Fine, Mitt. Let’s talk about what you want to talk about: the economy. More specifically, let’s talk about how qualified you are, or aren’t, to make crucial economic decisions and formulate economic policies on a national scale. Let’s talk about your personal business acumen. Before we hand you the reins of the most powerful nation on Earth, let’s just have a look at how you’ve handled crucial personal economic decisions. Let’s examine your personal economic policies to get some idea of what we might expect from you as a President. Surely there is some tangible archive of evidence as to exactly what your personal financial record has been over the last, say, decade? Oh, if only the government required that American citizens file some sort of annual personal financial statement! Then, we could just look over those, and that would be, well, just neato!
What’s that? You want us to do what? Trust you? Well, I’m going to have to be honest with you here, Mitt. Whenever I hear a politician say, “trust me,” a well-worn, not-very-nice phrase comes to mind. It rhymes with “duck poo.”
Mitt, you have a law degree, right? Awesome. Then, I’m sure you remember the Federal Rules of Evidence. Superduper. As you’ll recall, in court, there are certain topics which, during examination of a witness, are off-limits, including prior bad acts. That is, unless the defendant himself “opens the door” for examination on the subject by bringing it up first. In that case, the opposition is free to cross-examine on that topic. Such is the case of your business acumen.
Imagine with me that you’ve been accused of stealing a car. You are on the witness bench in court, and I am prosecuting you, trying to prove beyond a reasonable doubt that you stole the car. Even if you are infamous in the community for exactly the type of crime of which you now stand accused, if even your mother calls you “Hotwire Harry,” it is against the rules for me to bring up your past to prove you’re a bad guy. After all, you may be a car thief, but it doesn’t mean that you stole this car. I must find some other way to question you before the jury to prove that you are guilty of this particular theft.
Unless you bring it up first.
You see, the Rules of Evidence are a double-edged sword. I agree not to bring up your sordid past, you agree not to claim you don’t have one.
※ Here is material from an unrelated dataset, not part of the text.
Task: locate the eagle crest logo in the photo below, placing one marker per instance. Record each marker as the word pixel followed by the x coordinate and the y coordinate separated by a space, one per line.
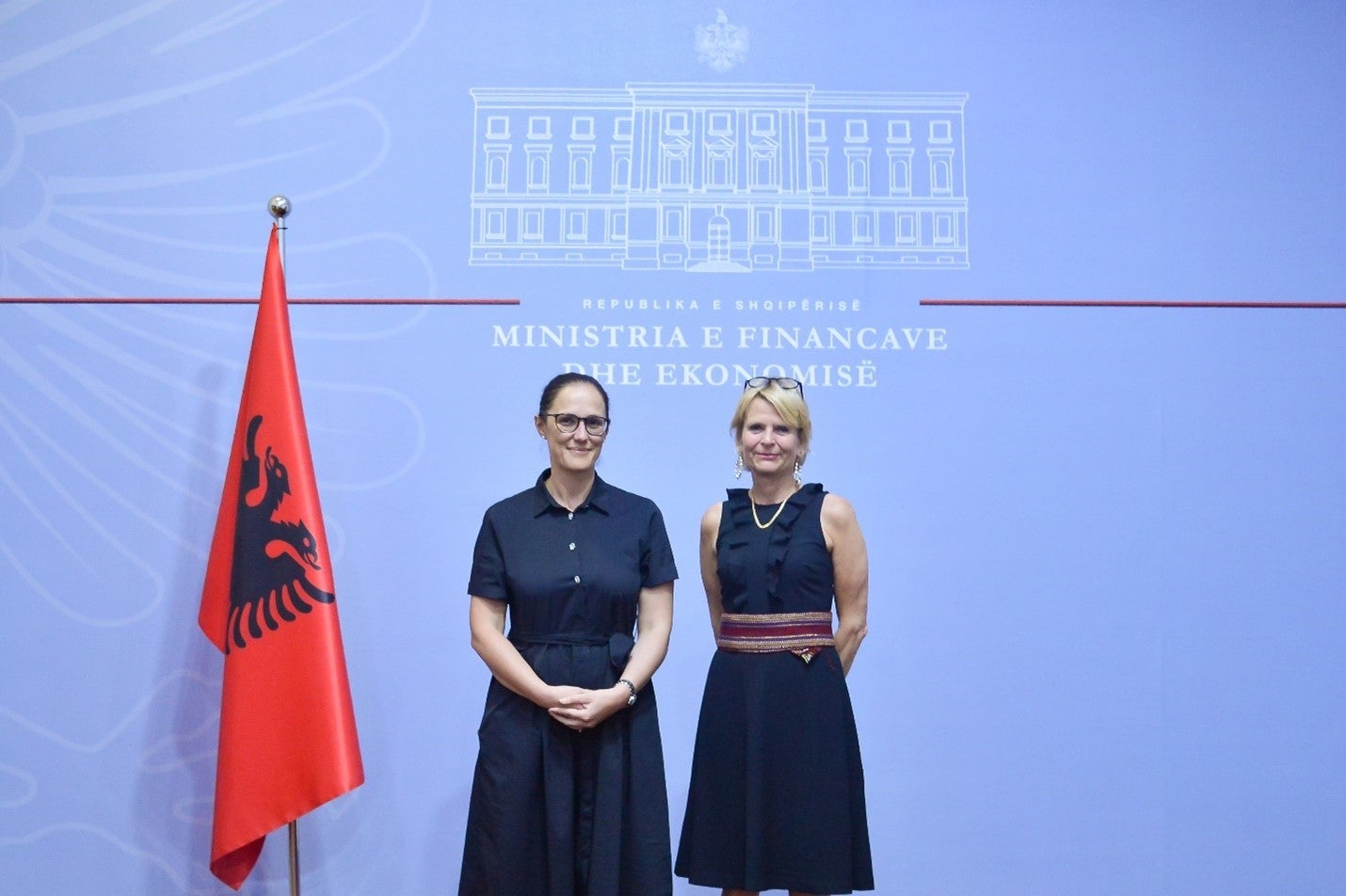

We will stick to the matter at hand and allow the jury to determine your guilt or innocence while considering this, and only this, accusation.
Now, imagine with me that you’re a politician (just run with it). You’d love to convince the jury (the American voter) that you are the best candidate for the job of President of the United States. You and I have a mutual agreement that you will undergo scrutiny by the public whom you seek to lead. If you (or your party)use your time on the stand to wink and nod at the jury about how much better you are at handling finances than President Obama, well, our mutual agreement dissolves, and now I’m free to explore the topic of your finances.
You started it, buddy. Now, put up or shut up.